Italian bond, yield at the top since Euro exists

Italian bond, yield at the top since Euro exists

If anyone thought that the BTP-day might serve some, today was denied. The Treasury has now placed about 8 billion euros, several auctions, the highest interest rates of the euro. The most important was that of the new bonds with a maturity of 3 years, offered between 2.5 and 3.5 billion euros. It was placed at 7.89 percent. But it was also important to test the seventh installment of the year BTPs, with an offer of between 1.5 billion and 2.5 billion euros, and decades of the thirteenth 2020, no longer being issued. The spread, ie the yield differential, between the German Bund and BTP is back above 510 basis points and altitude, although the auctions have had a good question, the rates have not fallen. On the contrary.

Investors did not change attitudes about Italy. Hence they continue to yield increasingly higher demands on Italian government bonds, touching new highs. The new BTPs maturing in 2014 were placed with an interest rate of 7.89% and recorded a bid to cover 1, 5. It is the highest since the euro. The ten-year tranche was placed seventh for the maximum available in a bid to cover of 1.33 and a rate of 7.56%, breaking another record from the birth of the euro.

The yield on Italian government bonds is immediately shot upward from the opening of trading. The interest rate on the secondary market of securities two years was well above the 7.2%, while that in five years was fixed above 7.6 percent share. The ten-year BTP, however, has not fallen below the yield of 7.3% for most of the morning. The consequence of this tension is reflected on the spread, or the yield spread between Italian and German government bond, historic benchmark of financial strength in the eurozone. The spread opened to 497 basis points, then tap the up to day close of the auction of the Treasury, when he reached 511 points.

Although banks and brokers have said with great satisfaction the BTP-day yesterday, the result of today’s employment showed the effectiveness of operations like these. Not only the spread between the Bund and BTP has not decreased, but the dynamics of the yield curve of the Italian titles on primary and secondary market has shown itself entirely independent of the retail purchases.
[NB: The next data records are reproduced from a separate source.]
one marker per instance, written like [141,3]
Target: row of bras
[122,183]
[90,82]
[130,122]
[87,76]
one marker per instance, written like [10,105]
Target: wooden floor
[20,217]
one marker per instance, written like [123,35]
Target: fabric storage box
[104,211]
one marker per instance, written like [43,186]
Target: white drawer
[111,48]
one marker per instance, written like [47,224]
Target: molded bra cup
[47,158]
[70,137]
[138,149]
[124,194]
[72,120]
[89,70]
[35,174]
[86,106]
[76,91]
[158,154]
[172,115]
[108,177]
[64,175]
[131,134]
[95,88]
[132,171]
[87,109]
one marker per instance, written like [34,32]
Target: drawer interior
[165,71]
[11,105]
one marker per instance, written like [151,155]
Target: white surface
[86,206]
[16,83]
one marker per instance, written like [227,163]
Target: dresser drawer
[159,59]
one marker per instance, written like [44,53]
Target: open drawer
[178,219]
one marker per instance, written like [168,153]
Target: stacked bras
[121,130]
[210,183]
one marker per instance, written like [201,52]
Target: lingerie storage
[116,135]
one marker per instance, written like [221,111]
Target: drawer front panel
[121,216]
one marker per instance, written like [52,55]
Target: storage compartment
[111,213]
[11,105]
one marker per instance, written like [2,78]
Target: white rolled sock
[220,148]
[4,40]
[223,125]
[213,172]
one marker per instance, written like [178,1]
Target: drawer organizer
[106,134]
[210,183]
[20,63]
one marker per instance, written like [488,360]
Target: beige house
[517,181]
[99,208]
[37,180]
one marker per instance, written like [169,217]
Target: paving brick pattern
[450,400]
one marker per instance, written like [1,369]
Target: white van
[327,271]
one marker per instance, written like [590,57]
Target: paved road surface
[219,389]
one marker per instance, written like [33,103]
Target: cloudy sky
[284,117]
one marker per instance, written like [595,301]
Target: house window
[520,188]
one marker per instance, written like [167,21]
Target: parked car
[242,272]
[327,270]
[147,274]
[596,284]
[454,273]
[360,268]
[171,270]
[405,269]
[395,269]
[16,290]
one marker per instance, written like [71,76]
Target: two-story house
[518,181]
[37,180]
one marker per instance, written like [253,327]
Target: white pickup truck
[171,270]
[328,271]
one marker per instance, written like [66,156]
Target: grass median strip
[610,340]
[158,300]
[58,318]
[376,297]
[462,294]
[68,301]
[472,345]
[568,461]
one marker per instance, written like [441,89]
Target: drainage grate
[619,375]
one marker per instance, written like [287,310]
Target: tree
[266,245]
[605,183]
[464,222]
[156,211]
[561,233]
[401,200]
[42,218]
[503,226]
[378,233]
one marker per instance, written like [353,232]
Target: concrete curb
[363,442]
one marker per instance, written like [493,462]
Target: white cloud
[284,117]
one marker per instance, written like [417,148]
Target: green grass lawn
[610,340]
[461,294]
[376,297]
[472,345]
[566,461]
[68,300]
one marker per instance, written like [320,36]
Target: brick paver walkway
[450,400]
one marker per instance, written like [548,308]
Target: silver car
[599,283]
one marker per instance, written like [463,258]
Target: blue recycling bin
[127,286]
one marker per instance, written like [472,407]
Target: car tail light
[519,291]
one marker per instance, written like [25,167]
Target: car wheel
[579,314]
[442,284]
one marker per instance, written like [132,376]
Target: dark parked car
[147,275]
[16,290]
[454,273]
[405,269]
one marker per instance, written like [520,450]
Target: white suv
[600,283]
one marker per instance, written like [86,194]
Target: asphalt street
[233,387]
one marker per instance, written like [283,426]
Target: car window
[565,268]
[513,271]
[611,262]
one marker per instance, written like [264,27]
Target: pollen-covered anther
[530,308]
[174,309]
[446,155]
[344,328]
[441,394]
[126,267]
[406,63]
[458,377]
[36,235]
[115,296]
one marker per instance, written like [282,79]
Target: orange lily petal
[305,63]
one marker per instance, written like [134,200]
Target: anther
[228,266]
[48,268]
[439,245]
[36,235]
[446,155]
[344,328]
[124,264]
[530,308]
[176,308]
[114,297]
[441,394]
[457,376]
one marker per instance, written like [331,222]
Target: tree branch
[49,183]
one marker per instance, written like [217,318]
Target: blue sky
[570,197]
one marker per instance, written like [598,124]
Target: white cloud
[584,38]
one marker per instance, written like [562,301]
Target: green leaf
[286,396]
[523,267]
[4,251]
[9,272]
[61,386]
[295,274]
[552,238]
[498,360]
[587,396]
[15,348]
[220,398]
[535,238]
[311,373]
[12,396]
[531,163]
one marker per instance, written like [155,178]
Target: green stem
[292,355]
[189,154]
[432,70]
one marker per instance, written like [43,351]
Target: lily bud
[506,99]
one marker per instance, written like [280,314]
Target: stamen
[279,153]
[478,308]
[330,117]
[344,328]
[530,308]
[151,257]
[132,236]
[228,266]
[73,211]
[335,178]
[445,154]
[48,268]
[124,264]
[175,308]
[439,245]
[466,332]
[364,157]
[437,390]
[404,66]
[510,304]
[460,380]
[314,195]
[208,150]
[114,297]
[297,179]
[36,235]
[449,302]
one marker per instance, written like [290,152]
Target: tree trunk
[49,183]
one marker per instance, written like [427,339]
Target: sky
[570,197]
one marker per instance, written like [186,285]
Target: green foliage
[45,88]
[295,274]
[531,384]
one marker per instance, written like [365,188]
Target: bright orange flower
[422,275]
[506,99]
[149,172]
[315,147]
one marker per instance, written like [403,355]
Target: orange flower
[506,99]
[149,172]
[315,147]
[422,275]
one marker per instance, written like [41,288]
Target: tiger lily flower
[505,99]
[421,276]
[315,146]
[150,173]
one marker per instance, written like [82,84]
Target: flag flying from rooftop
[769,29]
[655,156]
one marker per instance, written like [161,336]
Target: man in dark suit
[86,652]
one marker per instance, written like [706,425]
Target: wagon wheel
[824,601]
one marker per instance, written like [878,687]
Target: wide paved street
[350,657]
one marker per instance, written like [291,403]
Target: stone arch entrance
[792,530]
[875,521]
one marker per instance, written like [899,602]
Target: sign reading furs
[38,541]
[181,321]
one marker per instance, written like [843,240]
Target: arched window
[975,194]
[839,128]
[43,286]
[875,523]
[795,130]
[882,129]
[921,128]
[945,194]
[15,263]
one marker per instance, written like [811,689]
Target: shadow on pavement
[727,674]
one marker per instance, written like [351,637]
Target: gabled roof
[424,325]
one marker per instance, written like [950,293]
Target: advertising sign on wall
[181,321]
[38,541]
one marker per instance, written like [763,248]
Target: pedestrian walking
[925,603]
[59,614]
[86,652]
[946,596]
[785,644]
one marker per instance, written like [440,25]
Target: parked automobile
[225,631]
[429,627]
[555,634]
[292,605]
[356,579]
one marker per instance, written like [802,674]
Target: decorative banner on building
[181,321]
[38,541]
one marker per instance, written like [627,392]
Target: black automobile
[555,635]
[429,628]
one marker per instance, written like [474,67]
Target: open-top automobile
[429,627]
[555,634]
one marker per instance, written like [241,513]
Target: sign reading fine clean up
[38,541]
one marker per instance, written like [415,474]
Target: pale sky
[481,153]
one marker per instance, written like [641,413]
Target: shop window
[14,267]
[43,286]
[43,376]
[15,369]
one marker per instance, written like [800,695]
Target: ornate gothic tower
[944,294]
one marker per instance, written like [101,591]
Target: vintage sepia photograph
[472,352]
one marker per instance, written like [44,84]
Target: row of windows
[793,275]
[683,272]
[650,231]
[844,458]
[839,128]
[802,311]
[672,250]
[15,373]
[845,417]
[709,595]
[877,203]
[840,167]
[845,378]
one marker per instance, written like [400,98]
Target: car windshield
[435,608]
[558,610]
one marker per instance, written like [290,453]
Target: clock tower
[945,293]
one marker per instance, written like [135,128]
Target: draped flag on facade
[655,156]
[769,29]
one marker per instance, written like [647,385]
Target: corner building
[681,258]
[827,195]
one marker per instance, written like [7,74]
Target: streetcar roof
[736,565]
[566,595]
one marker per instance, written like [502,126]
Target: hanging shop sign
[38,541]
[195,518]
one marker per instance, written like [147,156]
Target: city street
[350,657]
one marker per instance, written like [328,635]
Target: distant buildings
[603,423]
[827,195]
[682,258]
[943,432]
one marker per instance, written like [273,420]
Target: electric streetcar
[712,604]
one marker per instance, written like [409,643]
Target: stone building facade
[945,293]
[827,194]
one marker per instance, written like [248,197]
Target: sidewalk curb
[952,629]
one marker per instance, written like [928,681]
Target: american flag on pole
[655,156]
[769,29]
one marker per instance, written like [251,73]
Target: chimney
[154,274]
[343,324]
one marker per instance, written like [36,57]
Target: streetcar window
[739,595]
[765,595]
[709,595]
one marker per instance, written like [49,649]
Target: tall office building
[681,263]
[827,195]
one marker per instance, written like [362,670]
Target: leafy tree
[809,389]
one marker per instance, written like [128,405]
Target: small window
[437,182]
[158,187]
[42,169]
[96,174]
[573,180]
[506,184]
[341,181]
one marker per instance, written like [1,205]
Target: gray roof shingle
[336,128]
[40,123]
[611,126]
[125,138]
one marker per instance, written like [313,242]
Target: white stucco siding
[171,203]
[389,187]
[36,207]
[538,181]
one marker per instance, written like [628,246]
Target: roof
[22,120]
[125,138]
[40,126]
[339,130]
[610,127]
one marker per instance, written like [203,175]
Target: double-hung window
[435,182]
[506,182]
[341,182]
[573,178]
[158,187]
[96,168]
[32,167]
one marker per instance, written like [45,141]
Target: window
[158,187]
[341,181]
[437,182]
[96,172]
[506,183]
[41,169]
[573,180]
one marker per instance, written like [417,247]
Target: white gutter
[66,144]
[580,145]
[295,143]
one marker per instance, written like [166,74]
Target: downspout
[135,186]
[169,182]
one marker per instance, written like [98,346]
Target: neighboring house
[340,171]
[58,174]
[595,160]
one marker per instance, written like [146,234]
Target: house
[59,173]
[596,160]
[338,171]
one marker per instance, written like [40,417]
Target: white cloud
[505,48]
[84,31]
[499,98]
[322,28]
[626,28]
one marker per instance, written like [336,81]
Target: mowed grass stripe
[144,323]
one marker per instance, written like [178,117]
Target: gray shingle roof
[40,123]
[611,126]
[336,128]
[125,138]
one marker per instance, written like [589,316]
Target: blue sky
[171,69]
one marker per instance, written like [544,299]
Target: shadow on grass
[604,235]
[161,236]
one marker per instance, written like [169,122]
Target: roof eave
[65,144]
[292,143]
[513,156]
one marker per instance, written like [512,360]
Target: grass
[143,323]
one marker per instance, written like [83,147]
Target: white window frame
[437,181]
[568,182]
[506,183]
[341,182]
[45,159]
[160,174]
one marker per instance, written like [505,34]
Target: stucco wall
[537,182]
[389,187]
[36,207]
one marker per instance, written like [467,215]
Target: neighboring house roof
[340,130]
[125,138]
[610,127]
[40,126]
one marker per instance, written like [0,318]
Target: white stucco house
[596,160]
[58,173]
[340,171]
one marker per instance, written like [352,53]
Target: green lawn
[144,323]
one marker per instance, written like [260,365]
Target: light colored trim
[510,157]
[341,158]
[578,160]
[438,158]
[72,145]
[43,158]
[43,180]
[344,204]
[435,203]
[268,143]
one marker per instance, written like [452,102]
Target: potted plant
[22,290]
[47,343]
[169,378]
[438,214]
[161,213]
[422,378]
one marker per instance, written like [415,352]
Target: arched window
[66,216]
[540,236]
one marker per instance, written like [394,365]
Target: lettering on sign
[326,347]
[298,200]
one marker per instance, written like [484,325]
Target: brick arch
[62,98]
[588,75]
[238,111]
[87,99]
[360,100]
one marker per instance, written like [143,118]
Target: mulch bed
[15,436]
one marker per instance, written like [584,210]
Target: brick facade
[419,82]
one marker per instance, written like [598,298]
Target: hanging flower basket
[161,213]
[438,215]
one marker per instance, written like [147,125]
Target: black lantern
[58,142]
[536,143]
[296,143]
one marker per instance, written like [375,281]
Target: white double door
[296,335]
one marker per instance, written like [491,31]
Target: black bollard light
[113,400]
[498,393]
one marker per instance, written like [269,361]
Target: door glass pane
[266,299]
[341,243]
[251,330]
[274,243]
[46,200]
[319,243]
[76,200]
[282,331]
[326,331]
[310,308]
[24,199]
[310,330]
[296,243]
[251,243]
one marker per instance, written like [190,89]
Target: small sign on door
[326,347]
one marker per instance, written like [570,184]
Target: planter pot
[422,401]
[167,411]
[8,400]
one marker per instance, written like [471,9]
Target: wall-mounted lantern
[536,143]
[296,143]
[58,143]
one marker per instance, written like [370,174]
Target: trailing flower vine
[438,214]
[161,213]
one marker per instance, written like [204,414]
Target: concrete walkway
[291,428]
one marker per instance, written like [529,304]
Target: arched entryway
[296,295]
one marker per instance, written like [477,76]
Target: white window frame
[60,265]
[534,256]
Compounding the perception of operators have been on all three factors. On the night came the notice that the rating agency Moody’s has placed under review for possible downgrade the ratings of 87 banks in 15 European countries. Among these, 17 are Italian. The growing uncertainty about the macroeconomic and financial control over the next few months was the driver who is doing bad investors lose their cool against Italy. The last bank to reduce its exposure to Rome was the Japanese Nomura, who yesterday claimed to have reduced by 83% Italian assets in the portfolio, from 2.81 billion to $ 467 million.

The second reason that has impacted on Italian government bonds at auction, as they explain several traders, was the rumor on the downgrade of the AAA rating of France. According to the French newspaper La Tribune, “within ten days of Standard & Poor’s put under observation on the proceedings France.” The S & P spokesman did not comment on the rumor, but has toured the operating rooms. Granted, the French could get downgraded in the first quarter of 2012, affecting significantly trans election that will see the confirmation or otherwise of President Nicolas Sarkozy. All this without forgetting that the small rating agency Egan-Jones has cut the rating on Italy yesterday, bringing it from BB + to BB.

Finally, to depress the mood of investors have also branched data by the Organization for Economic Cooperation and Development (OECD). The organization has warned Paris on European economic growth, given steadily deteriorating in 2012. For Italy, the scenario will be a recession, a factor which will be an obstacle for the government of Mario Monti, committed to fiscal consolidation program to avoid the scenario greek. With 440 billion euros of debt to be refinanced in 2012 and with these rates, it is increasingly difficult for Roma to reach all the goals without help.